Officially, nothing was different. Airlines were merging. A few were even making money. But symptoms were appearing.
A feeder airline crashed a turboprop in Buffalo, killing all on board. A month or so later the New York Times Magazine published a profile of the pilots. It was heart-rending. The First Officer lived at home with her parents and had two jobs. In the year before her death, her earnings at the airline were $15,800.
The article stirred the pot. Some people paid attention, for a time. Then the article quietly disappeared. I can no longer find a reference to it.
What is to be done?
That question is not easily answered. The world has changed. The world is changing. We are all on a moving platform, trying to keep our footing.
You, Dear Reader. Most likely you have passed all your exams and wear all your ratings proudly on your licenses. Some of you wear wings and epaulettes, perhaps already at the airline of your choice.

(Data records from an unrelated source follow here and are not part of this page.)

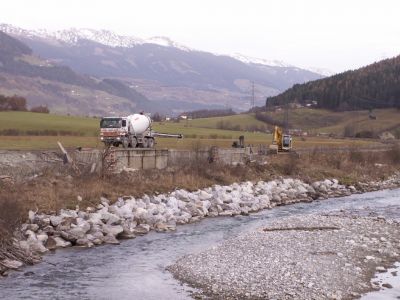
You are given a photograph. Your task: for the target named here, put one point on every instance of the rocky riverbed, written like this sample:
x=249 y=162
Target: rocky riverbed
x=302 y=257
x=128 y=217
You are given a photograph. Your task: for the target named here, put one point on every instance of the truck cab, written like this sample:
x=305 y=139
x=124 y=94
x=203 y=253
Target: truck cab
x=113 y=130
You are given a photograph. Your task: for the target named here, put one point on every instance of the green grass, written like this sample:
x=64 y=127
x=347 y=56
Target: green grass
x=27 y=121
x=313 y=120
x=243 y=120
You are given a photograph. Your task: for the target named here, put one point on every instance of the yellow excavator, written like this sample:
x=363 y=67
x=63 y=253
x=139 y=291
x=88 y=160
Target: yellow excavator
x=281 y=142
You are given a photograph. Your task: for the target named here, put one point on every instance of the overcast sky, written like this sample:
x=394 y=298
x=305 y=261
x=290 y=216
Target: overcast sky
x=338 y=35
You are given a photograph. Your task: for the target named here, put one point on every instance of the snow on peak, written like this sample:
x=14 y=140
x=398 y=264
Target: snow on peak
x=73 y=35
x=165 y=41
x=322 y=71
x=260 y=61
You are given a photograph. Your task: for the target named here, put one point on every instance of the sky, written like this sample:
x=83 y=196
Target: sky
x=337 y=35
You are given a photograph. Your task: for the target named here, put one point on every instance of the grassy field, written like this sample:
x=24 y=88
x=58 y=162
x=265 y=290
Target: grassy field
x=84 y=132
x=314 y=120
x=27 y=121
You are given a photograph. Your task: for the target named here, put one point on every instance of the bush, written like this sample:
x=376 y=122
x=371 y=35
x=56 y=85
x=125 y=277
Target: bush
x=356 y=156
x=291 y=165
x=394 y=154
x=365 y=134
x=40 y=109
x=349 y=131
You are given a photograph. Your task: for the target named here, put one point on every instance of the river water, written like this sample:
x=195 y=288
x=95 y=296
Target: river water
x=136 y=268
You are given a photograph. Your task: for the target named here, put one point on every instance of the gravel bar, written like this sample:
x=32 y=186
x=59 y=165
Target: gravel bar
x=301 y=257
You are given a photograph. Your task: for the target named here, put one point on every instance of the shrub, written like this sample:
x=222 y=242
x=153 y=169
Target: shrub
x=40 y=109
x=356 y=156
x=394 y=154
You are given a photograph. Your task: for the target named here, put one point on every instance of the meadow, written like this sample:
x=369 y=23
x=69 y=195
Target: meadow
x=28 y=131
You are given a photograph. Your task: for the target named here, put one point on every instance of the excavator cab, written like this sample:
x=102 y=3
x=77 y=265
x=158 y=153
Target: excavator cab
x=286 y=142
x=281 y=142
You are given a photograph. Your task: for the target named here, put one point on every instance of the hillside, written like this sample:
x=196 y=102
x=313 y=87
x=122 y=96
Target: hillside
x=374 y=86
x=60 y=88
x=175 y=76
x=314 y=121
x=27 y=130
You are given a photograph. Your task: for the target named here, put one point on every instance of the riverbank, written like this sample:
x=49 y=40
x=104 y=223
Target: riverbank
x=129 y=217
x=302 y=257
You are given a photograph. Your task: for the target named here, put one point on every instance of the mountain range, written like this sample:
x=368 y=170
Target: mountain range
x=374 y=86
x=155 y=74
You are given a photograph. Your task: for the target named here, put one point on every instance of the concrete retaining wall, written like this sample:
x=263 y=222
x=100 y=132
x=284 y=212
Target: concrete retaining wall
x=143 y=159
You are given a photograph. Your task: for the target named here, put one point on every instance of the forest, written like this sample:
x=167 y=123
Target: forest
x=374 y=86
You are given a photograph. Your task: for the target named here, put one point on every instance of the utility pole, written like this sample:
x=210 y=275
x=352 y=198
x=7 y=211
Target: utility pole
x=286 y=117
x=252 y=95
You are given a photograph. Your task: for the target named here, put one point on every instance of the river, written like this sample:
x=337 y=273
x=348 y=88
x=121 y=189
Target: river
x=136 y=268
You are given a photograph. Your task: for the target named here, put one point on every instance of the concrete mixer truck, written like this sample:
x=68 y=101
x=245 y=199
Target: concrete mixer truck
x=133 y=131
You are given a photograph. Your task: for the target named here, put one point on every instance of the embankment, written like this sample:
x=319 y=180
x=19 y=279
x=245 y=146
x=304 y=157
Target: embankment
x=128 y=217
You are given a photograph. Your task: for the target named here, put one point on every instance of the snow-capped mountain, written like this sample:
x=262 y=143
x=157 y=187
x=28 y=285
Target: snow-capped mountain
x=163 y=70
x=72 y=36
x=261 y=61
x=322 y=71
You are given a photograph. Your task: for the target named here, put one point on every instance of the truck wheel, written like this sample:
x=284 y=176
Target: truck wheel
x=145 y=143
x=125 y=143
x=150 y=143
x=134 y=142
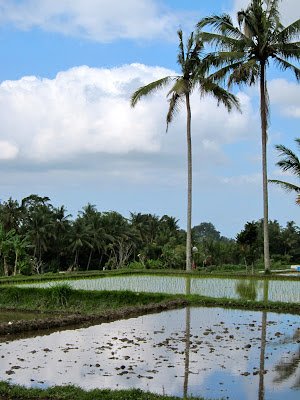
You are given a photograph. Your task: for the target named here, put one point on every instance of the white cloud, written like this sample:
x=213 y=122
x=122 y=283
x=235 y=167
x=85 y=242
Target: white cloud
x=99 y=20
x=7 y=150
x=86 y=111
x=289 y=9
x=285 y=95
x=242 y=180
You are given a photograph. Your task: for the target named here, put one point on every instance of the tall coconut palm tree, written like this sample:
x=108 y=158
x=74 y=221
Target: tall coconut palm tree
x=242 y=56
x=193 y=75
x=291 y=163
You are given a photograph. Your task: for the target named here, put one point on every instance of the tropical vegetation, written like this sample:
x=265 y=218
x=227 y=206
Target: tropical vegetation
x=242 y=56
x=193 y=76
x=36 y=237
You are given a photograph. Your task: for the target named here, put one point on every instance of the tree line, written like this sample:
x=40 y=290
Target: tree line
x=36 y=237
x=237 y=55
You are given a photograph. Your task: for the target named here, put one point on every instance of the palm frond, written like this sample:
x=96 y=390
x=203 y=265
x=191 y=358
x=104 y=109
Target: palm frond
x=223 y=25
x=287 y=51
x=289 y=33
x=283 y=64
x=181 y=54
x=245 y=73
x=180 y=87
x=223 y=41
x=290 y=160
x=273 y=14
x=150 y=88
x=173 y=108
x=289 y=187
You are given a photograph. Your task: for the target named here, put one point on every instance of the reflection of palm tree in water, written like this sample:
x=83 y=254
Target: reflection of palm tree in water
x=286 y=369
x=187 y=341
x=261 y=389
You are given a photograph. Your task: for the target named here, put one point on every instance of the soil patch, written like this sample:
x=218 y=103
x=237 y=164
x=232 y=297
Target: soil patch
x=60 y=321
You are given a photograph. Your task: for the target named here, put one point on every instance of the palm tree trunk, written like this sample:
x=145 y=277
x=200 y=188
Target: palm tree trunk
x=189 y=188
x=89 y=260
x=263 y=114
x=16 y=263
x=5 y=266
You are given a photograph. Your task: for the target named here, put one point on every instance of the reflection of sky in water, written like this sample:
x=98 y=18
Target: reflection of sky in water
x=148 y=353
x=285 y=291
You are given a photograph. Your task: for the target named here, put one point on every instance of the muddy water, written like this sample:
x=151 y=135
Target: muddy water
x=282 y=291
x=10 y=316
x=208 y=352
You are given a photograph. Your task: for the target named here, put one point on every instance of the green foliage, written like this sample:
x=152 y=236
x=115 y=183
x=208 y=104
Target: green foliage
x=14 y=392
x=153 y=264
x=60 y=294
x=247 y=290
x=136 y=265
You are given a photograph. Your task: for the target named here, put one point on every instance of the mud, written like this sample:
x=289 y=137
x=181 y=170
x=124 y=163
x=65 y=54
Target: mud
x=60 y=321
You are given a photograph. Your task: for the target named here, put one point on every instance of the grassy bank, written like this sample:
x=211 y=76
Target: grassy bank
x=235 y=274
x=68 y=307
x=12 y=392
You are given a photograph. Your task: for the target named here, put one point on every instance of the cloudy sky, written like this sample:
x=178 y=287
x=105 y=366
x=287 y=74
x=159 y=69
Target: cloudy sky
x=68 y=68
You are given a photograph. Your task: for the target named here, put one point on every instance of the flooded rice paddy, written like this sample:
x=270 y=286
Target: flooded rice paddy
x=210 y=352
x=10 y=316
x=252 y=289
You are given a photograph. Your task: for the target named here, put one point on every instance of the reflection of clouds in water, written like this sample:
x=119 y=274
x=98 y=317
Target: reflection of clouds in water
x=148 y=352
x=285 y=291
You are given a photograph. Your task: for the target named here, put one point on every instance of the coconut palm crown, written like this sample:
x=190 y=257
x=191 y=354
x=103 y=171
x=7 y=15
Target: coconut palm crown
x=193 y=75
x=291 y=163
x=242 y=55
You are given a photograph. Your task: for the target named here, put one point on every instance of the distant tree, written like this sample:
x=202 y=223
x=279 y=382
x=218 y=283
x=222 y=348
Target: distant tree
x=247 y=239
x=193 y=76
x=205 y=230
x=243 y=54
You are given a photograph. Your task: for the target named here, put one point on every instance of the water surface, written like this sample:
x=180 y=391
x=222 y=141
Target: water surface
x=277 y=290
x=210 y=352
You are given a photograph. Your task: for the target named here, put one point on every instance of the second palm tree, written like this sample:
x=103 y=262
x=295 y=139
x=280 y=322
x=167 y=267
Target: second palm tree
x=193 y=75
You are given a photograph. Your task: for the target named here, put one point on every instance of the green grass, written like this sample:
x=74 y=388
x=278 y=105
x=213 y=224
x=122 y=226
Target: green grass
x=14 y=392
x=62 y=298
x=214 y=273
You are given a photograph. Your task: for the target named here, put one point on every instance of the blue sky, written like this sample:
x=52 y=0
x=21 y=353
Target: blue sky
x=66 y=74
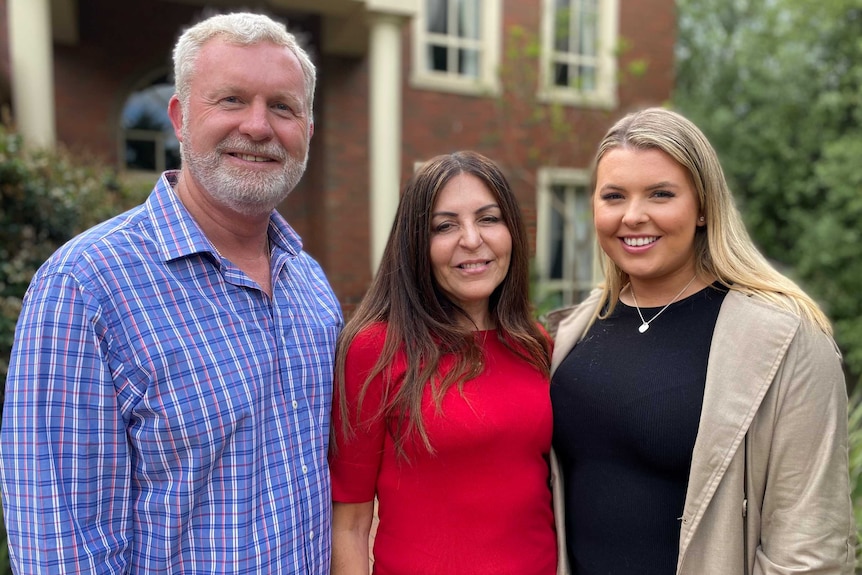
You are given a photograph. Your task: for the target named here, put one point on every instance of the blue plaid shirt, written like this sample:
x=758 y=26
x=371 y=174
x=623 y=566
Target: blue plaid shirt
x=163 y=414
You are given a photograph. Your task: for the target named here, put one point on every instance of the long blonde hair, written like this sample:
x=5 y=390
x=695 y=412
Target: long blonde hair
x=723 y=248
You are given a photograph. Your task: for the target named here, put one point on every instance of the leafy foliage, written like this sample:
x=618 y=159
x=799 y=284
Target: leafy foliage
x=45 y=199
x=777 y=87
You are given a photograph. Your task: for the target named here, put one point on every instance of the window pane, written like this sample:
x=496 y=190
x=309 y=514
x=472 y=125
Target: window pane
x=562 y=27
x=588 y=33
x=437 y=58
x=556 y=232
x=587 y=78
x=561 y=75
x=436 y=16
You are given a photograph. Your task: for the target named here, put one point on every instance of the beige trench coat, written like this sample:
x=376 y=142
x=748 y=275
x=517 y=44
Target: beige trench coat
x=780 y=382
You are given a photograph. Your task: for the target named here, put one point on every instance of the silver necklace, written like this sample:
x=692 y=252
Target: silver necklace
x=644 y=323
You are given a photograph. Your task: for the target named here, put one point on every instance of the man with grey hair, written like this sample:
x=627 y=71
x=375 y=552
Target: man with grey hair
x=168 y=397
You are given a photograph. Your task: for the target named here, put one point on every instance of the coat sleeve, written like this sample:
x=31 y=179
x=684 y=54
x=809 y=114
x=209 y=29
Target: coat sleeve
x=807 y=520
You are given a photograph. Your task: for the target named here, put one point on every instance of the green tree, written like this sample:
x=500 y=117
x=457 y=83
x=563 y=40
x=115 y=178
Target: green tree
x=777 y=87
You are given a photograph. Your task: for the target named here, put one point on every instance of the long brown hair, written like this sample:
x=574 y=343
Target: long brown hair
x=422 y=323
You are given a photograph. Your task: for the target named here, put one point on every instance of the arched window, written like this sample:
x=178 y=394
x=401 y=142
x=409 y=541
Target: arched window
x=148 y=141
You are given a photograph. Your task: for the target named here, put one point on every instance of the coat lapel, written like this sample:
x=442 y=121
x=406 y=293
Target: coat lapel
x=745 y=355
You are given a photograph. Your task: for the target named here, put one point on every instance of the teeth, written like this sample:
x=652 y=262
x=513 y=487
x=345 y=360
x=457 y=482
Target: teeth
x=637 y=242
x=249 y=158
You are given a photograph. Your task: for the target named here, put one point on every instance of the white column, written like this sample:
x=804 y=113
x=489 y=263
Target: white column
x=384 y=128
x=31 y=56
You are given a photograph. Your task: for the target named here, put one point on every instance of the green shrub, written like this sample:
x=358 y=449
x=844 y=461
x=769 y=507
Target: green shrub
x=46 y=197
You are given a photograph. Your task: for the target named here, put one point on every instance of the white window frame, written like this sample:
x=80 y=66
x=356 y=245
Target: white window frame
x=570 y=289
x=487 y=83
x=604 y=96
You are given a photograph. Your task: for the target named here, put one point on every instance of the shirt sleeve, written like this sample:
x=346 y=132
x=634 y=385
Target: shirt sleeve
x=355 y=461
x=65 y=463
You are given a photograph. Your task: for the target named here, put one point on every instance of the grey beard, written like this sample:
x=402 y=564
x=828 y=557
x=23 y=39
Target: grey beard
x=248 y=193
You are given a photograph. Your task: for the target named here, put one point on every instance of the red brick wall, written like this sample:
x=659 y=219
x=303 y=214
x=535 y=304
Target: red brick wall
x=123 y=41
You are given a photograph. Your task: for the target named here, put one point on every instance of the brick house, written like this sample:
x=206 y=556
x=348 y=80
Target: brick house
x=531 y=83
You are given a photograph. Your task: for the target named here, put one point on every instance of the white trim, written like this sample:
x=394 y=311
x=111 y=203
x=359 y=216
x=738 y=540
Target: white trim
x=569 y=287
x=605 y=94
x=487 y=83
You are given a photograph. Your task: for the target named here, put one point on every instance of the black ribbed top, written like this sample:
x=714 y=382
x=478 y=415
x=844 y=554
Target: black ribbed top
x=626 y=411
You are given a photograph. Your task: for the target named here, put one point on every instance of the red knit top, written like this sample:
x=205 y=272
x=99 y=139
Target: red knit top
x=481 y=504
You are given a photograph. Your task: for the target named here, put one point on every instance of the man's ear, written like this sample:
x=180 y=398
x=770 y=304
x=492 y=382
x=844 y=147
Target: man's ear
x=175 y=112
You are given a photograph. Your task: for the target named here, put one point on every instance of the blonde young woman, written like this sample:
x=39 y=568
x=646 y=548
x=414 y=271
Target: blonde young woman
x=700 y=409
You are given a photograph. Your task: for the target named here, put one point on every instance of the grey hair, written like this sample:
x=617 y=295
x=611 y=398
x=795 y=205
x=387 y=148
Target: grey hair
x=241 y=29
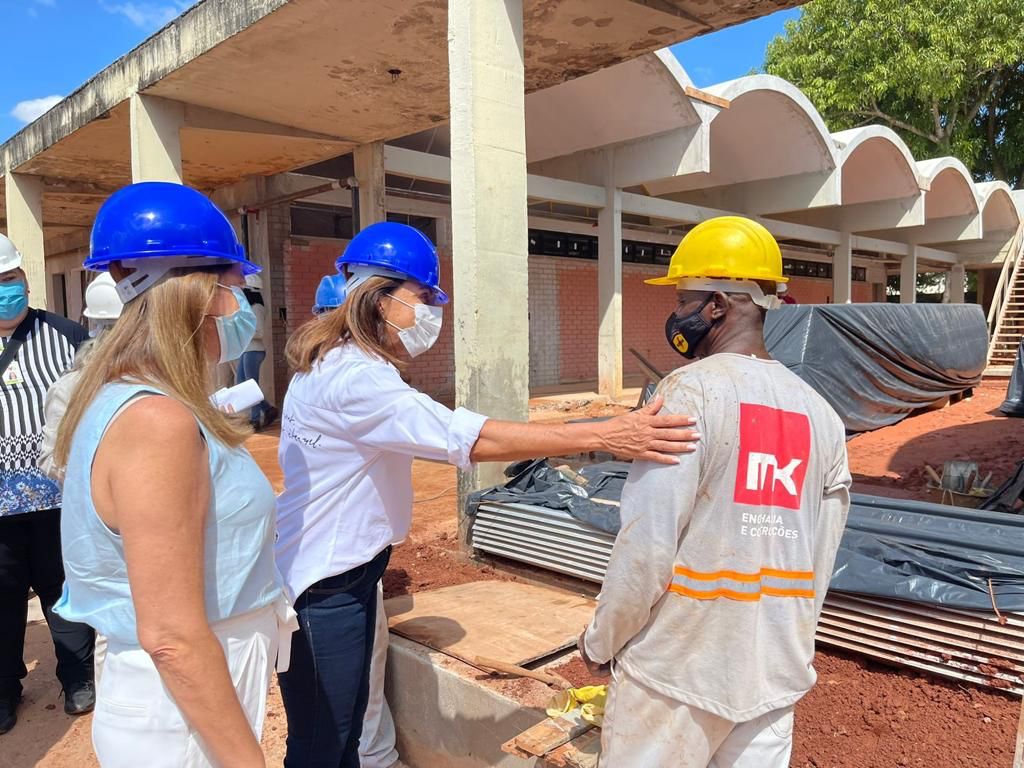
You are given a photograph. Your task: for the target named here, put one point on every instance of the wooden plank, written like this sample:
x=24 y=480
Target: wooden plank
x=513 y=622
x=1019 y=747
x=582 y=752
x=551 y=733
x=708 y=98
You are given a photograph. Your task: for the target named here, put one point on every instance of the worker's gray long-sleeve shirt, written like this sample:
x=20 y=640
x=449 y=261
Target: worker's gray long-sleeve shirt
x=719 y=572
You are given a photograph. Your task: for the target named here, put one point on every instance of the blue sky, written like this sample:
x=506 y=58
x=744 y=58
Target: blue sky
x=53 y=46
x=731 y=52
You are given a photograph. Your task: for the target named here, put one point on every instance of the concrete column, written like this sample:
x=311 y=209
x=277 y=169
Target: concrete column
x=488 y=215
x=156 y=143
x=908 y=278
x=370 y=171
x=609 y=288
x=843 y=270
x=955 y=287
x=25 y=227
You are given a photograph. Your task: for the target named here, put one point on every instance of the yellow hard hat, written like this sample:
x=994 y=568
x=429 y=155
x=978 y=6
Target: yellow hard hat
x=726 y=247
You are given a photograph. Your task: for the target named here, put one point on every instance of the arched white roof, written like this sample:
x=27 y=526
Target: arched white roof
x=950 y=188
x=876 y=164
x=770 y=130
x=997 y=209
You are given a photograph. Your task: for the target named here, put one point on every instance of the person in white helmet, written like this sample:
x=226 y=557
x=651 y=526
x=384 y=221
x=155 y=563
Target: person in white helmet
x=262 y=414
x=102 y=307
x=38 y=347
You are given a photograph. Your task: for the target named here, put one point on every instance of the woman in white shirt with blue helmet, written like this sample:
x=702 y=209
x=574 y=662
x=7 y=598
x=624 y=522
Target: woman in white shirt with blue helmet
x=350 y=430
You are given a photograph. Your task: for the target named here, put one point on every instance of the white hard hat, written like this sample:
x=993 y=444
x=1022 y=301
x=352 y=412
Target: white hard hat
x=9 y=256
x=101 y=300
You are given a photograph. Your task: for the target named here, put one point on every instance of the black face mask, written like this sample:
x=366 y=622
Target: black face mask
x=685 y=333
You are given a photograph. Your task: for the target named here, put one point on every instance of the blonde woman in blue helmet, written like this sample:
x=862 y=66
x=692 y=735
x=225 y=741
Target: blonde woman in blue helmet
x=352 y=428
x=168 y=522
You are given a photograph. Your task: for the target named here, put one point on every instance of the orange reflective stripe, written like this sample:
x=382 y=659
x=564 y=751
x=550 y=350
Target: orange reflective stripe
x=715 y=594
x=786 y=593
x=802 y=576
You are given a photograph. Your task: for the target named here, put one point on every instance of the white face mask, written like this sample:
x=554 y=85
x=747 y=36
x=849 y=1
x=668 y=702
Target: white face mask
x=425 y=330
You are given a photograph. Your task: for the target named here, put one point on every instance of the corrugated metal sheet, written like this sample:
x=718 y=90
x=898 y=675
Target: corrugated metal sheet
x=962 y=644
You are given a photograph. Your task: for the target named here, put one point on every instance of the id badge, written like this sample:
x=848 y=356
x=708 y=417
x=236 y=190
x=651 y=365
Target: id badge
x=12 y=376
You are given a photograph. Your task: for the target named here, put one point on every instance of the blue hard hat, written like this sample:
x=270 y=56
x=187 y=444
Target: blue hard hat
x=398 y=249
x=330 y=293
x=160 y=219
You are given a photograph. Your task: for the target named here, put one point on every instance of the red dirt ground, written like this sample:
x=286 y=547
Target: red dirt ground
x=860 y=715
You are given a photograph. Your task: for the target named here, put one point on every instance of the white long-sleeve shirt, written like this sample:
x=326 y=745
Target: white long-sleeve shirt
x=718 y=576
x=349 y=431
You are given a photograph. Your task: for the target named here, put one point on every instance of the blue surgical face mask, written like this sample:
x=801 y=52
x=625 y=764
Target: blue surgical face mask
x=236 y=331
x=13 y=299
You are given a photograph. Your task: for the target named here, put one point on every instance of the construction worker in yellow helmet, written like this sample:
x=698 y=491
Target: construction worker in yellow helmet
x=717 y=578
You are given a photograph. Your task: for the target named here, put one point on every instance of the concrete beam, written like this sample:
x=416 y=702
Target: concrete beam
x=908 y=278
x=946 y=229
x=678 y=153
x=670 y=210
x=25 y=227
x=205 y=119
x=766 y=197
x=956 y=288
x=609 y=290
x=186 y=38
x=156 y=140
x=488 y=214
x=843 y=270
x=421 y=165
x=883 y=214
x=370 y=172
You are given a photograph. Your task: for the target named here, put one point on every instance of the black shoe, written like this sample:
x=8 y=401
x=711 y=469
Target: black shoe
x=80 y=698
x=8 y=712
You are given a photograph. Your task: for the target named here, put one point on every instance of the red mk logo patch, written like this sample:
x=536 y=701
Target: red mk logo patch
x=774 y=446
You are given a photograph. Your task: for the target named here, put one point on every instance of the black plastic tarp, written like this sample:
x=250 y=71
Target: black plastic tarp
x=892 y=548
x=540 y=483
x=878 y=363
x=1014 y=404
x=932 y=553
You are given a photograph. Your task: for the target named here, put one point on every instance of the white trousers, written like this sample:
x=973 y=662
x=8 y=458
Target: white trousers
x=377 y=742
x=644 y=729
x=136 y=721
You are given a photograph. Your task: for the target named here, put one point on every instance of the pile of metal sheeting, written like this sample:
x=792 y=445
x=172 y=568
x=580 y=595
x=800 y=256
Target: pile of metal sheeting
x=975 y=645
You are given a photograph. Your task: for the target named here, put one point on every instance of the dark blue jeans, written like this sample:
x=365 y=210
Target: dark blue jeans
x=327 y=685
x=248 y=368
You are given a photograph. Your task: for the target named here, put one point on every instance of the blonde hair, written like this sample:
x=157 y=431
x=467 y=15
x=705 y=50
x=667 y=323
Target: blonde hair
x=157 y=341
x=359 y=320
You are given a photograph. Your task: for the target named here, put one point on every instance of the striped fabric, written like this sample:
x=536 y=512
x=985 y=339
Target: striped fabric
x=733 y=585
x=42 y=359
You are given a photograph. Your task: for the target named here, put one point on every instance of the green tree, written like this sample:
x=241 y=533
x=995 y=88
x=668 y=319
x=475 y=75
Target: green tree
x=946 y=75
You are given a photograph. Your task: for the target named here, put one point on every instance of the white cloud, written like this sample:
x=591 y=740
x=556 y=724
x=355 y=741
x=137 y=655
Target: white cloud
x=147 y=15
x=32 y=108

Meanwhile, I am at the other end of my career and beyond. Fifty years ago, in my first job in aviation, I taught ground school. In my most recent position, I taught ground school.
I have learned that I love teaching a small class – seeing your smiles and tasting your wit. Watching your questing intelligence emerge, unashamed and bold. Hearing your voices. Touching each other with ideas.
What is to be done?
I have to accept that for many reasons I will probably never meet you in person. That is my loss.
I have also accepted that for now I am not going to teach the class I want to teach: a seminar with you, pilots who have gone through all the hoops, passed all the exams. You who are at the beginning of your pilot careers.
We live in the now. We greet each new day and do what we can. And at my age I can’t afford to wait for opportunity. Instead, I have written a book.